On Thu, 2 May 2024, 03:45 Vincent Lefevre, <vinc...@vinc17.net> wrote:

> On 2024-05-01 19:05:06 +0100, Richard Lewis wrote:
> > I agree that you should be able to filter out duplicate lines. And i
> think
> > this is possible with a  custom filter.
>
> Yes, but "sed" may not be the best tool for that. With sed, removing
> lines containing only the usual network managers is easier.
>

you dont have to use sed, you can set anything. id use awk or sort.
but then you dont know if things have disappeared.



> > I dont think it should be the default - most chkrootkit users have a more
> > static network setup,
>
> If they have a static network setup, why hiding the interface name?
>

i believe this was because if you have multiple interfaces they may not
have static names (in the days where these were eth0 vs eth1 ) and because
eg dhcpcd was set up to listen on eth0 and wlan0 even if eth0 wasnt used.
maybe some of these assumptions are out of date?

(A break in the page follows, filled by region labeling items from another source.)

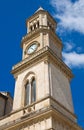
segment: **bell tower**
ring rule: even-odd
[[[13,66],[13,111],[24,120],[21,130],[80,130],[70,90],[71,70],[62,60],[56,21],[39,8],[26,21],[22,61]]]

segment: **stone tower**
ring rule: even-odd
[[[13,110],[0,121],[1,129],[80,130],[71,98],[73,74],[62,61],[56,21],[40,7],[26,24],[22,61],[12,68]]]

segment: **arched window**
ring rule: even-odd
[[[36,81],[35,78],[32,79],[31,82],[31,102],[35,102],[36,101]]]
[[[30,105],[36,101],[36,80],[33,77],[25,85],[25,105]]]
[[[25,85],[25,105],[29,105],[29,94],[30,93],[30,85],[29,81]]]

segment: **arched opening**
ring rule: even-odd
[[[30,96],[30,85],[29,81],[27,81],[25,85],[25,105],[29,105],[29,96]]]
[[[36,80],[35,78],[32,79],[31,82],[31,102],[35,102],[36,101]]]
[[[28,79],[25,84],[25,101],[24,105],[30,105],[36,101],[36,80],[35,77]]]

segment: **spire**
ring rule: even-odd
[[[35,13],[37,13],[40,10],[44,10],[44,9],[40,6],[40,8]]]

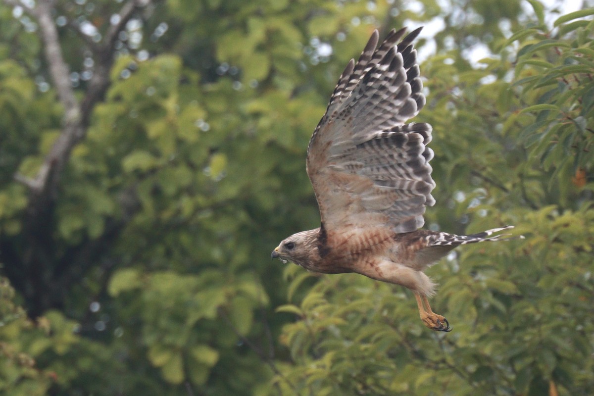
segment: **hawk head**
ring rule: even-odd
[[[272,251],[272,258],[280,259],[283,263],[292,261],[298,265],[313,270],[320,261],[318,253],[320,229],[302,231],[285,238]]]

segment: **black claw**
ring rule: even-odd
[[[446,322],[445,327],[443,327],[443,325],[441,324],[441,322],[440,321],[440,319],[438,319],[437,327],[434,328],[434,329],[435,330],[437,330],[438,331],[445,331],[446,332],[450,332],[454,329],[454,328],[450,327],[450,322],[448,322],[447,319],[446,319],[445,318],[444,318],[444,321]]]

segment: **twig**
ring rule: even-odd
[[[485,182],[491,184],[491,185],[497,187],[497,188],[501,190],[504,192],[510,192],[510,190],[507,187],[505,187],[504,185],[500,183],[498,181],[495,180],[494,179],[492,179],[489,176],[485,176],[484,175],[483,175],[478,170],[471,170],[470,175],[472,175],[472,176],[475,176],[477,178],[479,178],[479,179],[482,179],[482,180],[485,180]]]
[[[238,331],[238,330],[235,328],[235,327],[233,325],[233,324],[231,322],[230,319],[229,318],[229,317],[227,316],[227,314],[223,309],[222,309],[221,308],[219,308],[217,309],[217,312],[219,313],[219,315],[220,315],[220,316],[225,321],[225,322],[229,325],[229,327],[231,328],[231,330],[233,331],[233,332],[235,333],[235,335],[236,335],[240,340],[241,340],[242,342],[243,342],[244,344],[248,346],[248,347],[250,349],[251,349],[254,352],[255,352],[255,354],[258,355],[258,356],[260,358],[260,359],[263,362],[268,365],[270,367],[270,368],[272,369],[272,370],[274,372],[275,374],[276,374],[279,377],[285,380],[285,381],[289,385],[289,388],[290,388],[291,389],[295,392],[295,394],[296,394],[297,388],[295,388],[295,385],[293,385],[293,383],[291,382],[290,381],[289,381],[289,379],[287,378],[287,377],[284,374],[283,374],[283,373],[281,372],[280,370],[279,370],[279,369],[276,367],[276,365],[274,364],[274,361],[273,361],[273,360],[271,359],[270,357],[268,356],[268,355],[264,353],[264,351],[262,350],[262,349],[259,347],[258,346],[257,346],[255,344],[252,343],[249,340],[248,340],[247,337],[241,335]]]

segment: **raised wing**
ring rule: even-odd
[[[337,233],[414,231],[435,203],[431,126],[405,123],[425,103],[411,43],[420,31],[396,46],[405,29],[393,30],[377,49],[375,31],[341,75],[311,137],[308,175],[330,246]]]

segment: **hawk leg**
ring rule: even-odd
[[[429,305],[426,296],[415,293],[415,298],[416,299],[416,305],[419,306],[421,320],[425,326],[436,331],[451,331],[451,328],[450,327],[447,319],[431,311],[431,306]]]

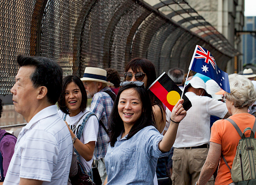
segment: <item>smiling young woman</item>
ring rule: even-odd
[[[124,82],[128,83],[120,88],[108,120],[110,142],[105,156],[108,177],[104,184],[153,185],[157,159],[170,153],[179,125],[175,122],[186,115],[184,100],[173,108],[172,119],[175,122],[171,121],[164,136],[155,127],[144,83]]]
[[[74,75],[64,78],[61,94],[58,101],[60,109],[58,113],[66,122],[74,146],[83,165],[90,175],[99,130],[99,122],[95,115],[88,118],[80,140],[76,137],[83,119],[90,112],[86,110],[87,103],[85,89],[79,78]]]

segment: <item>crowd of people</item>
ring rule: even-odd
[[[183,71],[171,69],[192,104],[186,111],[181,99],[171,111],[148,90],[157,77],[146,59],[128,62],[123,82],[114,69],[63,78],[49,59],[17,60],[11,92],[28,124],[17,138],[0,130],[0,184],[75,185],[82,176],[96,185],[235,184],[237,128],[255,133],[252,71],[230,75],[228,93],[198,74],[184,87]],[[0,101],[0,117],[2,109]]]

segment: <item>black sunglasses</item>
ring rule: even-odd
[[[120,86],[124,86],[125,85],[129,85],[129,84],[134,84],[136,85],[136,86],[144,86],[144,88],[145,88],[145,85],[144,85],[144,82],[140,82],[140,81],[134,81],[133,82],[124,81],[124,82],[122,82],[120,83]]]
[[[131,80],[132,78],[132,76],[133,75],[135,76],[135,79],[136,80],[138,81],[141,81],[144,78],[146,74],[142,72],[139,72],[136,74],[132,74],[130,72],[125,72],[124,73],[124,80],[127,81]]]

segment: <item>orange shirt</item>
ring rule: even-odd
[[[242,132],[247,127],[252,128],[255,121],[255,117],[247,113],[237,114],[229,118],[235,121]],[[221,145],[221,152],[231,169],[241,137],[231,123],[224,119],[214,122],[211,131],[210,141]],[[245,137],[249,137],[250,134],[250,131],[246,131]],[[255,135],[254,138],[256,138]],[[221,157],[215,184],[227,185],[232,182],[229,170]]]

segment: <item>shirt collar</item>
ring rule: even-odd
[[[37,112],[23,128],[24,129],[28,130],[32,125],[40,120],[57,114],[57,106],[56,105],[47,107]]]

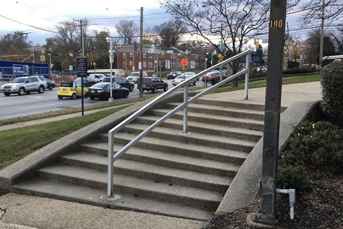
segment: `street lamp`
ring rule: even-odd
[[[110,85],[110,98],[108,99],[108,102],[110,103],[113,103],[114,102],[114,99],[113,98],[112,91],[112,64],[113,62],[113,50],[112,49],[112,38],[107,37],[106,37],[106,41],[109,42],[110,43],[110,50],[109,51],[109,62],[111,66],[111,77],[110,78],[111,84]]]
[[[49,54],[49,78],[51,79],[51,54],[50,53],[48,53]]]

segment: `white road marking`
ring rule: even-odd
[[[62,104],[63,103],[52,103],[51,104],[47,104],[45,105],[41,105],[40,106],[31,106],[29,107],[24,107],[23,108],[19,108],[18,110],[22,110],[24,109],[29,109],[30,108],[35,108],[35,107],[40,107],[41,106],[51,106],[52,105],[56,105],[58,104]]]

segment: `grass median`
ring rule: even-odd
[[[0,132],[0,170],[74,131],[130,106]]]

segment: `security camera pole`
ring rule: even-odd
[[[113,50],[112,49],[112,37],[107,37],[106,38],[106,41],[108,42],[109,42],[110,43],[110,50],[109,51],[109,62],[110,65],[111,66],[111,77],[110,77],[110,98],[108,99],[108,102],[109,103],[113,103],[114,102],[114,99],[113,98],[113,95],[112,94],[112,65],[113,63]]]

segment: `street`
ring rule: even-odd
[[[172,80],[165,79],[163,81],[168,82],[169,89],[173,87],[172,84]],[[195,87],[202,85],[202,82],[198,81]],[[133,91],[130,93],[127,98],[115,99],[116,100],[126,100],[139,97],[139,91],[136,88],[137,86],[135,84]],[[0,119],[81,107],[81,99],[77,99],[75,100],[67,98],[59,99],[57,96],[58,90],[58,87],[56,87],[52,91],[46,90],[43,94],[32,92],[29,95],[25,94],[22,96],[13,94],[10,96],[5,96],[1,93],[0,94],[0,107],[1,108],[0,109]],[[160,94],[164,92],[163,90],[158,90],[157,94]],[[143,93],[143,96],[153,94],[151,91],[145,91]],[[97,99],[91,100],[87,98],[84,99],[84,105],[87,106],[107,102],[107,101]]]

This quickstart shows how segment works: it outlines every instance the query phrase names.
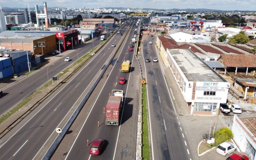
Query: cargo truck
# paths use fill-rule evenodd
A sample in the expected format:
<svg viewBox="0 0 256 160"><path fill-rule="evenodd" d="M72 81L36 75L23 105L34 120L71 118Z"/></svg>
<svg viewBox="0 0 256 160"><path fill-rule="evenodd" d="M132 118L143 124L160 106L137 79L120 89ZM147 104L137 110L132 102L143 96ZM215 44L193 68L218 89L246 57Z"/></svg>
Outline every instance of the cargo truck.
<svg viewBox="0 0 256 160"><path fill-rule="evenodd" d="M130 69L130 61L126 60L123 62L121 71L123 72L128 72Z"/></svg>
<svg viewBox="0 0 256 160"><path fill-rule="evenodd" d="M105 35L103 35L100 36L100 40L101 41L104 41L105 40Z"/></svg>
<svg viewBox="0 0 256 160"><path fill-rule="evenodd" d="M123 96L122 90L112 90L106 106L106 125L119 125Z"/></svg>

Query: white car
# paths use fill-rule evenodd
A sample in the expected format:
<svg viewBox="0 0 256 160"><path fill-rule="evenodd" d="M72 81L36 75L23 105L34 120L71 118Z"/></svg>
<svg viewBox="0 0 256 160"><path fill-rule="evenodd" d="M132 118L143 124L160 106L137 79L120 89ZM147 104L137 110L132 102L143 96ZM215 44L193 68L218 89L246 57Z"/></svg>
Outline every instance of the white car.
<svg viewBox="0 0 256 160"><path fill-rule="evenodd" d="M216 151L221 155L226 156L236 150L236 147L234 143L224 142L218 146Z"/></svg>
<svg viewBox="0 0 256 160"><path fill-rule="evenodd" d="M70 59L70 57L67 57L65 59L64 61L65 62L68 62L71 60Z"/></svg>
<svg viewBox="0 0 256 160"><path fill-rule="evenodd" d="M234 113L238 113L241 114L242 113L242 109L239 105L236 104L231 105L231 110Z"/></svg>

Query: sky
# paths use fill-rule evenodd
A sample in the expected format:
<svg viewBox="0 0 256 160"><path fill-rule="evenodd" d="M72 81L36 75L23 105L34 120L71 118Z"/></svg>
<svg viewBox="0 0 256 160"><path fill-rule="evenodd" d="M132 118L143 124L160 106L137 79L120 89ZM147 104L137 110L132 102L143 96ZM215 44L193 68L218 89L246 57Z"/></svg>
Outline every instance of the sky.
<svg viewBox="0 0 256 160"><path fill-rule="evenodd" d="M44 1L28 0L30 8L43 6ZM256 11L255 0L51 0L46 2L48 7L94 8L107 7L173 8L205 8L225 11ZM3 7L28 8L27 0L0 0Z"/></svg>

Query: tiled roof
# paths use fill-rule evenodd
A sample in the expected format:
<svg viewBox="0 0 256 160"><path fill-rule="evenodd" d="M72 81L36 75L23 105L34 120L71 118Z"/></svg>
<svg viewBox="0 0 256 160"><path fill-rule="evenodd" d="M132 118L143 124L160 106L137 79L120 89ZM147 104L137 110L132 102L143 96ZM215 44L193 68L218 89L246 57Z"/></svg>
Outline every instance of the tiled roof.
<svg viewBox="0 0 256 160"><path fill-rule="evenodd" d="M242 53L240 52L234 50L231 48L229 48L227 46L224 46L223 45L220 45L216 44L212 44L212 45L214 45L215 47L219 48L224 51L228 52L228 53L233 53L237 54L244 54L244 53Z"/></svg>
<svg viewBox="0 0 256 160"><path fill-rule="evenodd" d="M203 44L200 44L196 43L195 44L202 48L202 50L206 52L217 54L223 54L223 53L221 52L220 51L217 50L215 48L214 48L210 46L203 45Z"/></svg>
<svg viewBox="0 0 256 160"><path fill-rule="evenodd" d="M225 67L256 67L255 54L222 54L221 58Z"/></svg>
<svg viewBox="0 0 256 160"><path fill-rule="evenodd" d="M240 45L236 45L235 44L229 44L229 45L232 45L233 47L235 47L238 48L239 49L241 49L241 50L243 50L245 51L248 52L250 52L250 53L252 53L252 51L247 51L248 50L248 48L245 47L243 47L243 46L241 46Z"/></svg>
<svg viewBox="0 0 256 160"><path fill-rule="evenodd" d="M256 44L256 39L250 40L248 41L248 43L252 44Z"/></svg>
<svg viewBox="0 0 256 160"><path fill-rule="evenodd" d="M240 119L251 132L254 136L256 135L256 117Z"/></svg>
<svg viewBox="0 0 256 160"><path fill-rule="evenodd" d="M159 39L162 42L164 49L174 49L177 48L179 45L171 38L169 37L161 36L158 37Z"/></svg>
<svg viewBox="0 0 256 160"><path fill-rule="evenodd" d="M191 47L191 50L194 53L198 52L200 53L204 54L204 53L203 52L201 52L201 51L197 49L197 48L194 47L194 46L192 46L188 44L183 44L180 45L179 46L178 48L180 49L188 49L189 48L189 47Z"/></svg>

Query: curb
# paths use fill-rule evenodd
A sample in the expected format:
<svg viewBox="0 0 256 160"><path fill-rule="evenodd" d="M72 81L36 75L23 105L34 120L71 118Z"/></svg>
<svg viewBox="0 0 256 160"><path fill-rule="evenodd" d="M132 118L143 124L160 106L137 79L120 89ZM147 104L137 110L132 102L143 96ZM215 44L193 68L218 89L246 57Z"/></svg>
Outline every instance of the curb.
<svg viewBox="0 0 256 160"><path fill-rule="evenodd" d="M209 150L207 150L207 151L205 151L205 152L203 152L202 153L201 153L201 154L199 154L199 146L200 146L200 145L201 144L201 143L202 143L202 142L203 142L203 140L201 140L201 141L200 142L200 143L199 143L199 144L198 145L198 146L197 147L197 155L198 156L199 156L199 157L203 156L203 155L204 155L204 154L205 154L205 153L210 152L210 151L211 151L212 150L212 149L213 149L215 148L215 147L213 147L213 148L212 148L211 149L209 149Z"/></svg>

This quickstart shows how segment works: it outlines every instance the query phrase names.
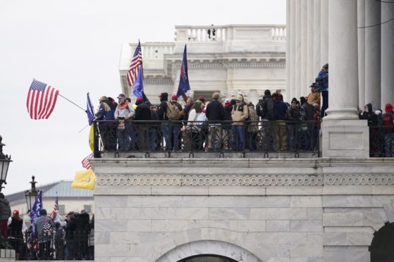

Doing that makes the output more confusing, and the replacement of
> an interface by another one would not be detected.
>
> > and the alert shows something has changed. For laptops where
> > networking is more dynamic it's hard to design something that works
> > for everyone without also hiding information for other people.
>
> But are lines containing *only* the usual network managers suspicious?


no, but it is suspicious is anything changed.

Please also see the manpage which tells you how to use -s to remove these
lines. The config file can easily be used to use -s each time.